Chuck Berry, whose music was included on the spacecraft records, came to the lab to play for a Voyager farewell party.

There would be one last act. In 1990, as it ascended the void, Voyager 1’s crew commanded it to turn its cameras backward and snap a family portrait of the worlds it was leaving forever behind.

The Earth appears on this picture as the famous “pale blue dot” in a wash of scattered sunlight, a “mote of dust suspended in a sunbeam,” as the astronomer and cosmic sage Carl Sagan later described it.

Voyagers’ cameras are now turned off, but the probes continue to report back on the conditions in deepest space.

In October 2012, magnetic field and cosmic ray measurements indicated that Voyager 1 had reached the edge of the magnetic bubble that the sun extends like an umbrella over the planets, blocking outside radiation.
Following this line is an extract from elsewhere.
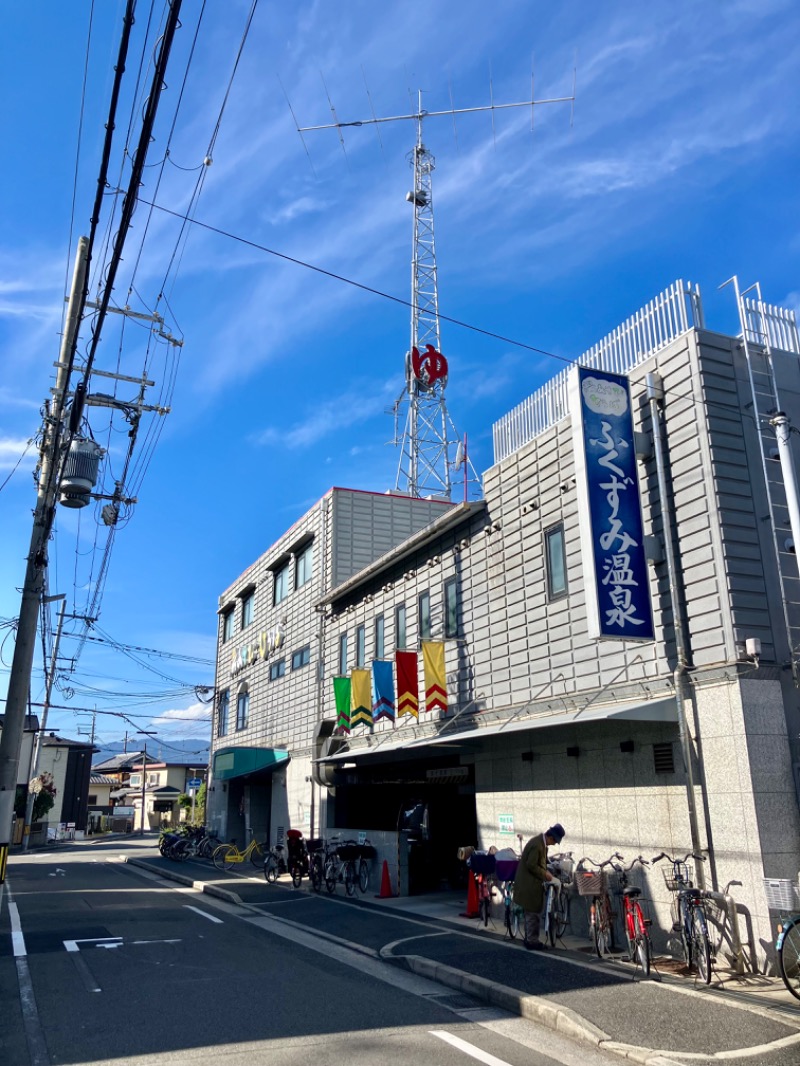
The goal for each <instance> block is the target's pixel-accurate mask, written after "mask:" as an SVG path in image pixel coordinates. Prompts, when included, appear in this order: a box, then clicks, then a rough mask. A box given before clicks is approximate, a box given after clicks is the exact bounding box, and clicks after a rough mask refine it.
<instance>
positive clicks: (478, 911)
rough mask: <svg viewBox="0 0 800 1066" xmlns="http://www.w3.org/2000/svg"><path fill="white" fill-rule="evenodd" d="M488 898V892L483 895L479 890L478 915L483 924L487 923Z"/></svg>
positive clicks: (487, 923)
Voyager 1 was in interstellar space, the first human artifact to escape the solar system. It and its twin will go on circling the galaxy, long after it has ceased speaking to us.

In the fullness of galactic time, the Voyagers may be found, but by then the human race may be long extinct. The Voyager record might be the only physical remnant, the last lonely evidence that we, too, once lived in this city of stars, among these islands of ice and rock.

Back then, we were looking forward to an exploration of space that would go on forever. It was magic, and we were all on the spaceship.